La editorial Sílaba presentó hace poco El docto y el imbécil (2014), la segunda novela del filósofo bogotano Freddy Téllez. El amor, la escritura y el acontecer de todos los días son los temas transversales del segundo volumen de la trilogía El aventurero del yo. Complemento de La vida, ese experimento, publicada hace tres años, El docto y el imbécil retoma la accidentada historia amorosa de Federico —llamado Freddy en la primera entrega del ciclo—, una singular voz en las letras colombianas de hoy.
Narrador y protagonista al tiempo, Federico, que tiene frescas aún las heridas de la ruptura con Zulí, una mulata de lujuria proverbial, viaja a Caracas. Encuentra una ciudad antónima de la mítica París de los años juveniles, cuna de varias generaciones de escritores apátridas y epicentro de una fiesta sin fin. Múltiples contingencias le impiden dedicarse por completo a las cavilaciones necesarias para construir una obra filosófica. Llama la atención el paralelismo de las féminas con las metrópolis. Elfie, la primera pareja de Federico, le brinda la estabilidad adecuada para afrontar con éxito la carrera académica; ella encarna los claustros de Berlín. Por su parte, Zulí, oriunda de Brasil, representa el peligroso goce de los sentidos, vivencia tan propia de ciertas calles de la Ciudad Luz. La tercera, Luzbel, digna del nombre del príncipe del averno, enmaraña el de por sí azaroso prontuario sentimental de Téllez como sólo pueden hacerlo las urbes del trópico.
Poco interesada en el detalle, la prosa de Freddy Téllez procura descifrar el mecanismo del amor.
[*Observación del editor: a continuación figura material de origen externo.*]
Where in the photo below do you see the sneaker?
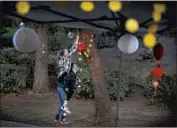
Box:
[60,119,69,124]
[61,107,71,114]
La tarea, lo sabemos, no es nada sencilla. Se requiere, al menos para intentarlo, altas dosis de franqueza. La autoficción —así bautiza Téllez su trabajo literario— retoma la conocida idea de Flaubert: “Madame Bovary soy yo”. El capítulo Centrífuga está relatado en tercera persona; dicha decisión le permite al narrador tomar distancia de los acontecimientos, contarlos con ecuanimidad. De esa forma vemos con pasmo cómo la idea fija de Federico de retornar a París desencadena una serie de agravios mutuos que lleva a ambos a romper a la distancia. El temperamento impetuoso de Luzbel —días después del primer encuentro sexual le confiesa de sopetón la existencia de un amante— consterna y hechiza a Federico. Él, quizá sin quererlo, cae en las redes de una mujer inestable, nietzscheana, espejo en el cual se conoce. Cuando le ofrece todo, la desprecia; pero al sentirla lejana, le promete el futuro. Imposible no recordar al personaje principal de Manhattan, el aplaudido filme de Woody Allen. Cambiarla por París, por el sueño de consagrarse a las faenas intelectuales, le traerá dolores de cabeza y profundas crisis. La escogencia de un camino implica la renuncia a otros; con cada paso un mundo nace, mientras miles quedan relegados para siempre.
París fue la Ítaca de los literatos durante decenios. Ningún otro sitio ejercía equiparable magnetismo. Téllez es presa de una fascinación semejante a la del novelista en ciernes de las páginas de El buen salvaje, de Eduardo Caballero Calderón. Los dos peregrinan a la capital de Francia con fe. Las puertas de la fama, a pesar de la persistencia, no se abren. Acosados por la pobreza, laboran a salto de mata en cualquier cosa. La palabra escrita en los descansos o antes del sueño los aleja de la frivolidad. En las últimas cuartillas de El docto y el imbécil el fenómeno de la escritura como salvavidas es descrito con lucidez. La literatura, basta rememorar el bello poema de Bukowski a la biblioteca de Los Ángeles para corroborarlo, libera de la intrascendencia. Incluso de la dulce tiranía de los besos en la madrugada.